LIMRA recently completed a series of studies on this market to find out who they are and whether they are obtaining professional financial advice.
To better understand where the opportunities in this market lie, we divided the market into three household age groups: Emerging (ages 25-34), Core (ages 35-64) and Retired (age 65 and older).
Although most mass affluent households use financial advisors, one-third of households between the ages 25 and 64 do not work with a financial professional, and one-fourth of the households in the 65-plus age group are unadvised. That is a market opportunity of 3 million households representing over $1 trillion in assets.
This sounds great, but where do we find all these people? In the study, we discovered that nearly two-thirds of mass affluents would provide referrals if asked, but only one-fifth recalled being asked to do so. The analysis concludes that the best opportunities for referrals exist in the Retired segment, which could yield 26 percent more referrals for their advisors, and the Core segment, which could yield 11 percent more referrals.
We also discovered a variety of reasons why so many are not getting advice. Foremost, 25 percent of mass affluents believe their financial needs aren’t complicated. The beliefe that they can manage finances on their own with family, friends and online tools is why more than one-third do not use an advisor. Affordability of advice and not having enough assets were other reasons cited.
For the mass affluent market as a whole, we know which financial planning activities are most relevant: Nine in 10 are interested in financial planning, 87 percent are specifically interested in retirement planning, and 87 percent indicate that tax advice and tax strategies are applicable to them. For the Core and Retired segments, estate planning also scores high in relevance. A marketing approach focused on these most relevant activities provides a good starting point for reaching the unadvised.
The study also revealed that many mass affluent households are self-directed, even those with financial advisors. It’s important for financial professionals to define respective roles clearly in the client-advisor relationship.
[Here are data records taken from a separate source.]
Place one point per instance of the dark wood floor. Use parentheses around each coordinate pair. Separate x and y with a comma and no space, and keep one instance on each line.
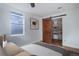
(57,42)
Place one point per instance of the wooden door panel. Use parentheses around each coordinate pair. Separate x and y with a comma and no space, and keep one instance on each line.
(47,30)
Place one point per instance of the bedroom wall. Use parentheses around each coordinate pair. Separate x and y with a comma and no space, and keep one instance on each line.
(30,36)
(70,26)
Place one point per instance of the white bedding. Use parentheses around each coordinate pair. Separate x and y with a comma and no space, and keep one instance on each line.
(40,50)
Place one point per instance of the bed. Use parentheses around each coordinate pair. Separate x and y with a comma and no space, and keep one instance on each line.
(43,49)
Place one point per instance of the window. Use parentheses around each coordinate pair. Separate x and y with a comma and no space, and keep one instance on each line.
(17,24)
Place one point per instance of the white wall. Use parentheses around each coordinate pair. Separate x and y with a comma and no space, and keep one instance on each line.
(70,27)
(30,35)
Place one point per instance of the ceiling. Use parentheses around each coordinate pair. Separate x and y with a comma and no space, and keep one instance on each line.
(43,9)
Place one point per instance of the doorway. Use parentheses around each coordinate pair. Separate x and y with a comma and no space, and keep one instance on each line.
(57,31)
(52,31)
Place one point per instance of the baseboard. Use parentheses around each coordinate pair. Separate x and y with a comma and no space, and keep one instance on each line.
(71,49)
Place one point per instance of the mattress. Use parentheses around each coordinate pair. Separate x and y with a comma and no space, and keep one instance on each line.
(40,50)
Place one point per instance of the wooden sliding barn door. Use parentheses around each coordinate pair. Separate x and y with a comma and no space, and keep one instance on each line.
(47,30)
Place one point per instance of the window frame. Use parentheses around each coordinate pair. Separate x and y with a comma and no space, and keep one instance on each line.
(23,24)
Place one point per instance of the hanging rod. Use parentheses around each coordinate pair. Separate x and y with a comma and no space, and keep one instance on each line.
(59,15)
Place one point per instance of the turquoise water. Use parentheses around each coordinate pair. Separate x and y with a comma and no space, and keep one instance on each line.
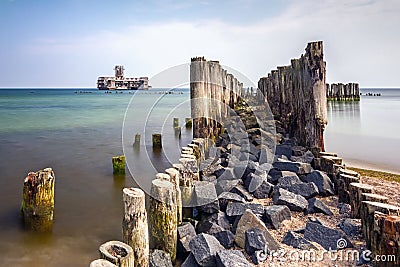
(366,133)
(76,134)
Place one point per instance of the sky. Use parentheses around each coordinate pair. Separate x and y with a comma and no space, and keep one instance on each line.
(69,43)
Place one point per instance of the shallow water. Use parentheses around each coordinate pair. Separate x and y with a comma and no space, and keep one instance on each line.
(76,135)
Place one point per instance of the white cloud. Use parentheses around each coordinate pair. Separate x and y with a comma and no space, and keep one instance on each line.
(360,40)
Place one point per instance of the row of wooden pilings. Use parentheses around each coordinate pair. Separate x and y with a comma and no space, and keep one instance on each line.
(170,201)
(380,220)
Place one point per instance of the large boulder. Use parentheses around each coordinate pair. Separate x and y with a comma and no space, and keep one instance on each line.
(328,238)
(250,220)
(295,240)
(307,190)
(317,206)
(254,240)
(323,182)
(231,258)
(276,214)
(292,201)
(159,258)
(204,247)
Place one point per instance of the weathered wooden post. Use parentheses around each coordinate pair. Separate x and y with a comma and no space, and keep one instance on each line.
(134,225)
(38,200)
(157,141)
(188,122)
(176,122)
(101,263)
(178,131)
(117,253)
(163,217)
(118,164)
(137,140)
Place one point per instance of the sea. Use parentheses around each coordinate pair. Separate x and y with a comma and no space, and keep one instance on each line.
(77,132)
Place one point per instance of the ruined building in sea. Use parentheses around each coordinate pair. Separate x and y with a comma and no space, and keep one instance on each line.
(120,82)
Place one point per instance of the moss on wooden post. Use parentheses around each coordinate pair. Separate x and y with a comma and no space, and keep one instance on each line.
(134,225)
(101,263)
(117,253)
(163,217)
(38,200)
(157,141)
(118,164)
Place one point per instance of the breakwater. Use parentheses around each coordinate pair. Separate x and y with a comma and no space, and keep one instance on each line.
(343,92)
(296,95)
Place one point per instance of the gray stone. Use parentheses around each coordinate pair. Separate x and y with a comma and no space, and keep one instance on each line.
(297,167)
(250,220)
(225,238)
(351,227)
(317,206)
(307,190)
(186,232)
(295,240)
(288,179)
(327,237)
(231,258)
(276,214)
(190,261)
(159,258)
(293,201)
(254,240)
(204,247)
(322,181)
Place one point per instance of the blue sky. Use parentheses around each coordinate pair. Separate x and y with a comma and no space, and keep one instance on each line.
(68,43)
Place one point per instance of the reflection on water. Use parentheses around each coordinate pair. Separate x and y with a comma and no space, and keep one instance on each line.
(365,133)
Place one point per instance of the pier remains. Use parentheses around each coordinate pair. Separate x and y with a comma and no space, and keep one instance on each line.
(120,82)
(342,92)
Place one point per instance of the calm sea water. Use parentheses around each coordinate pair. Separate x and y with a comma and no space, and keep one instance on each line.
(77,134)
(366,133)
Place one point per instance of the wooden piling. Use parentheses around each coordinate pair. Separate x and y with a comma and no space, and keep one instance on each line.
(118,164)
(163,217)
(134,225)
(117,253)
(157,141)
(176,122)
(38,200)
(101,263)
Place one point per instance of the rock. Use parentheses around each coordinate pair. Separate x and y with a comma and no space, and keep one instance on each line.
(276,214)
(226,185)
(288,179)
(190,261)
(231,258)
(250,220)
(227,197)
(295,240)
(241,191)
(254,240)
(328,238)
(293,201)
(351,227)
(297,167)
(186,232)
(225,238)
(206,197)
(307,190)
(322,181)
(204,247)
(264,190)
(159,258)
(317,206)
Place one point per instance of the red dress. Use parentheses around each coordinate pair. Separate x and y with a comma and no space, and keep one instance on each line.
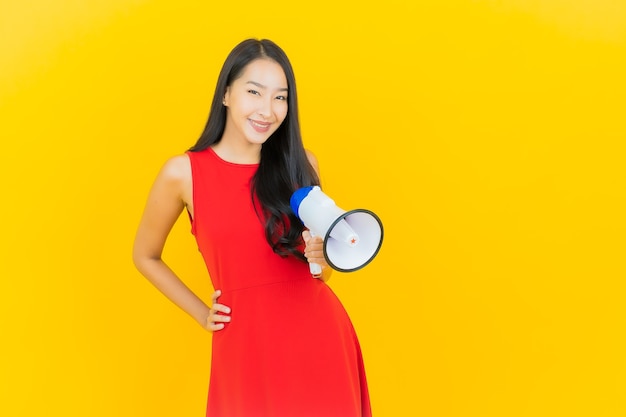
(290,349)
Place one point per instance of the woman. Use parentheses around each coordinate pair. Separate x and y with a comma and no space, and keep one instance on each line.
(283,346)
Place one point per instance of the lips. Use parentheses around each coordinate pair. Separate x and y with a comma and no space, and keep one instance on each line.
(260,127)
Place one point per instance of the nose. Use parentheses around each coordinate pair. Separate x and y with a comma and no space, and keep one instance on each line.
(265,107)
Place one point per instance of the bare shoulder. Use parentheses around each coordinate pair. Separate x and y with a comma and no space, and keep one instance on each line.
(312,160)
(176,169)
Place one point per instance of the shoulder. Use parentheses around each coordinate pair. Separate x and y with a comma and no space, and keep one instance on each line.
(312,160)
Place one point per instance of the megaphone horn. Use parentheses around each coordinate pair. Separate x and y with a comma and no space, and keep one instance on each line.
(352,238)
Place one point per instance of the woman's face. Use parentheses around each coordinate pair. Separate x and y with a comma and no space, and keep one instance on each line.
(256,102)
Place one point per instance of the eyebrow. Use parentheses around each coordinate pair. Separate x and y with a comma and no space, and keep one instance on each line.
(262,86)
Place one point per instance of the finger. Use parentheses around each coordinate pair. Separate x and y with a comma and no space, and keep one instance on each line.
(221,308)
(220,318)
(215,327)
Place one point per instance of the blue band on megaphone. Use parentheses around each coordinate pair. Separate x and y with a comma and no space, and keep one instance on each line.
(297,197)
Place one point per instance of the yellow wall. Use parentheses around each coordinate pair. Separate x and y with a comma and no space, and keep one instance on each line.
(488,135)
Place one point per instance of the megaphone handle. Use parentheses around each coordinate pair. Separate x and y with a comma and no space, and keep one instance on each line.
(316,269)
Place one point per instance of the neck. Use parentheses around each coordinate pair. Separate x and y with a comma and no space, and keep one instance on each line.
(239,154)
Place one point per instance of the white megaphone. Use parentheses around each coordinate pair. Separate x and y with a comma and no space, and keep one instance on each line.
(351,238)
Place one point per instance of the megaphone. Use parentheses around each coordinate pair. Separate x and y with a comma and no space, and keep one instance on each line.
(351,238)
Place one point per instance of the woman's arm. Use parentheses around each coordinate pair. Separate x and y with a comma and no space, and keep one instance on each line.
(166,201)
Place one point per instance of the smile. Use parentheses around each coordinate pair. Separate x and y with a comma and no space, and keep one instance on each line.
(259,126)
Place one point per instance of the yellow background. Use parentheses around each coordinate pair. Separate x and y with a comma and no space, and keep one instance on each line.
(487,135)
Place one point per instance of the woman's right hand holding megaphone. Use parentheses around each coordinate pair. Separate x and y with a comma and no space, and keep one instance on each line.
(314,253)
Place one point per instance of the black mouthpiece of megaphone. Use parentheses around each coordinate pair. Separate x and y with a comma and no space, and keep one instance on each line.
(351,238)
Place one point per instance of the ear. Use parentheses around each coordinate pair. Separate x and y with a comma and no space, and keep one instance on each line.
(226,97)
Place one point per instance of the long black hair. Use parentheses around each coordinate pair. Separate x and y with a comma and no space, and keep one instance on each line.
(284,166)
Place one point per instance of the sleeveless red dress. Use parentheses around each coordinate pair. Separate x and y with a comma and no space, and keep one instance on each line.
(290,349)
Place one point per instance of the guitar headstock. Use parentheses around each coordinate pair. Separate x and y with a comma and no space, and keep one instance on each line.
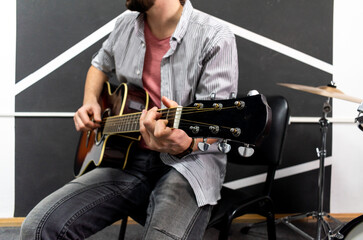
(245,120)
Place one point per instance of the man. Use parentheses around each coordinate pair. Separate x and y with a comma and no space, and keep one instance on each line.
(178,55)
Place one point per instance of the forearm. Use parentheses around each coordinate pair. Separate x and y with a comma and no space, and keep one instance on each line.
(94,84)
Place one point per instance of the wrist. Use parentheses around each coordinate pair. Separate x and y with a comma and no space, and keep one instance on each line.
(187,151)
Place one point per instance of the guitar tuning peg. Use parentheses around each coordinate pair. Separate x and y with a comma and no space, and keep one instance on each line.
(203,146)
(252,93)
(224,147)
(246,151)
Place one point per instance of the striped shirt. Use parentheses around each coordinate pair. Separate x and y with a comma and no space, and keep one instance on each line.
(201,62)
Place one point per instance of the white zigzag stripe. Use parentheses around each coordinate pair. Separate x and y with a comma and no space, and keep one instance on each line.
(106,29)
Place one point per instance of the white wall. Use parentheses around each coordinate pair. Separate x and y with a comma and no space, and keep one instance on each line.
(7,105)
(347,160)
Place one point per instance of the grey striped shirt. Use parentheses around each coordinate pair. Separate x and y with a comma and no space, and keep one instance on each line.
(202,61)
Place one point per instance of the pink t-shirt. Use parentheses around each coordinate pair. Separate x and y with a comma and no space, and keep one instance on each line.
(155,50)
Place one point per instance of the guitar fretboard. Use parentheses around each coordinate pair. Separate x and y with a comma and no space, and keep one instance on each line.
(131,122)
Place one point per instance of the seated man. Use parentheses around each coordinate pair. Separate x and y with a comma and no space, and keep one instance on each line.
(178,55)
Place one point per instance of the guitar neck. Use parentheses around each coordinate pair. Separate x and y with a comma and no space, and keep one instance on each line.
(131,122)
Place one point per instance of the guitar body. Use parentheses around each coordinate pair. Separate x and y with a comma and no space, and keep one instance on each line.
(95,147)
(245,121)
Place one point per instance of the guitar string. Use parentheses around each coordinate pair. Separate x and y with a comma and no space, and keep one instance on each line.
(124,118)
(124,127)
(115,119)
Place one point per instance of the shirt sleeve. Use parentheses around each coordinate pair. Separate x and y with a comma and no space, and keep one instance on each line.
(219,78)
(104,58)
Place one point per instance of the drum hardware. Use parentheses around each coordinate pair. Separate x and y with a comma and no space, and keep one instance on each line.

Many mass affluents may prefer an omnichannel advice model that allows them to select different methods for different financial activities. For example, they may prefer online tools for simple activities (such as charitable giving), access to a bullpen of advisors with knowledge on specific topics (such as life insurance), and access to a dedicated advisor to develop more complex and personal financial plans (such as financial planning, retirement planning, investments and tax advice).
This omnichannel approach may work to satisfy self-directed clients and still ensure an essential role for the personal financial advisor.
So, even though the unadvised mass affluents say they prefer to manage their own finances, research from LIMRA Secure Retirement Institute has consistently shown that professional advice can make a big difference. Secure Retirement Institute studies show that when mass affluent consumers work with a financial professional, they are more likely to contribute to a retirement plan (78 percent) compared with those who do not have an advisor (41 percent). They also are more confident in their retirement security (71 percent versus 43 percent), and eight in 10 believe their advisor helps them in ways they could not achieve on their own.
The opportunity and the need are there for those advisors who are motivated to pursue the unadvised.